Performance

PERFORMANCE

We analyzed our performance by comparing four pairs of algorithms. The first comparison was between the serial and GPU realizations of the householder QR algorithm. From the second comparison, we studied the speedup brought by TSQR. We implemented the binary tree (i.e. the TS part) by MPI, altering the methods to compute the QR for each local block. Numpy QR was tested at first, followed by our self-implemented serial QR. The CUDA QR was the last.

Due to the limit of the Harvard resonance cluster, we were not able to load the CULA module for a further performance comparison, which could be interesting as we would like to see if we can replicate the result in [1].

1. Householder QR: CUDA vs Serial

As documented in Application, a matrix with entry number larger than or equal to 8192 * 100 will not be able to be processed due to the memory limit of GPU C2070. Here we chose the column number of 50 and increase the row size from 128 to 4096.

The CUDA QR enjoys a growth of speedup as the matrix size increases. For the largest matrix below with size 4096 * 50, we observe a speedup of 18×.

2. TSQR: MPI + Numpy vs Numpy

From this part, we analyze the speedup and efficiency under distributed-memory computing environment. Firstly we compare the performance of serial Numpy QR and MPI Numpy QR.

Keeping the work load per node constant, we test if the TSQR algorithm with Numpy QR is weak-scaling. Fixing the column number again, we tried different number of rows per node with P increasing from 2 to 8. The efficiency can be checked by the bar heights below. Disappointingly, there is no weak scaling for TSQR with Numpy.

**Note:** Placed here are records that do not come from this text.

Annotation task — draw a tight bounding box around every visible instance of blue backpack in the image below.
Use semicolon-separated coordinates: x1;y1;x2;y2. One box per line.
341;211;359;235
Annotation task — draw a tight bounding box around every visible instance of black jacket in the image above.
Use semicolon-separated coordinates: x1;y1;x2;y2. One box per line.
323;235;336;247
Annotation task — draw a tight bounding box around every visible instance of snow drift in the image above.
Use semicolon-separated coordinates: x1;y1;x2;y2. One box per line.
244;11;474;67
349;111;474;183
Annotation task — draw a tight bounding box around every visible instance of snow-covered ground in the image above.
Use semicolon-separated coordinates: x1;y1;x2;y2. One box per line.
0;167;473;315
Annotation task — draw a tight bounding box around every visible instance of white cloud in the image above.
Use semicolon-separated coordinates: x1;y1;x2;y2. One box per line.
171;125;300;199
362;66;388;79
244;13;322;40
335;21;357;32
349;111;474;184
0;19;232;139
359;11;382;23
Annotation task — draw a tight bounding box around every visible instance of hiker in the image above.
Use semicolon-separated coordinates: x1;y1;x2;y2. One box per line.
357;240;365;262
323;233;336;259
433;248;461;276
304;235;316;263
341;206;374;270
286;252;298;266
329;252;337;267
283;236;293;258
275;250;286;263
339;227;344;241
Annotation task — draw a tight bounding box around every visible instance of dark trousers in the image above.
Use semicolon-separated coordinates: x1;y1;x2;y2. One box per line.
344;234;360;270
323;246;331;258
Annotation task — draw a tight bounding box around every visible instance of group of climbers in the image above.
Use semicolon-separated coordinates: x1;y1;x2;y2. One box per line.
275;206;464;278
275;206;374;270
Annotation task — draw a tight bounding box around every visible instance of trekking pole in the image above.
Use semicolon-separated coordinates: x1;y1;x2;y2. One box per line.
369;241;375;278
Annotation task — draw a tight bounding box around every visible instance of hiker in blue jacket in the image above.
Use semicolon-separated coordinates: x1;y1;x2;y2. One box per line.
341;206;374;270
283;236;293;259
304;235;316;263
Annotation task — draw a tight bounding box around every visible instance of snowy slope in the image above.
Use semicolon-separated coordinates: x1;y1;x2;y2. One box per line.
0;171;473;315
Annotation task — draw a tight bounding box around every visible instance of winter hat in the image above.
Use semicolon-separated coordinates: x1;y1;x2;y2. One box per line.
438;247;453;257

3. TSQR: MPI + Serial vs Serial

We then test the performance of TSQR with our self-implemented householder QR in Part 1. Gray figures in the chart below indicates a non-Tall-Skinny matrix, which will be rejected by the program.

When analyzing efficiency in the same fashion as Part 2, we observed bizarre results. When taking a closer look into the design of TSQR algorithm, we found that the actual work load for TSQR is actually much lower compared to a serial QR thanks to the reduction. For example, when P processors and A is a m*n matrix with m > n, a serial QR needs to compute QR decomposition with O(m^3) complexity. However, a TSQR decomposes A into P (m/P) * n blocks, each with only O( (m/P) ^ 3) = O (m^3 / P^3) complexity, thus significantly reduces the work load.

The above reasoning can explain why we got efficiency far more than 1 - the way of efficiency calculation should be modified in analyzing TSQR algorithm. To conduct a fair comparison, one needs to work out the relationship between matrix size and the actual work load. Then choose the serial matrix size based on the latter. Due to time limit, we will leave this as a part of our future work.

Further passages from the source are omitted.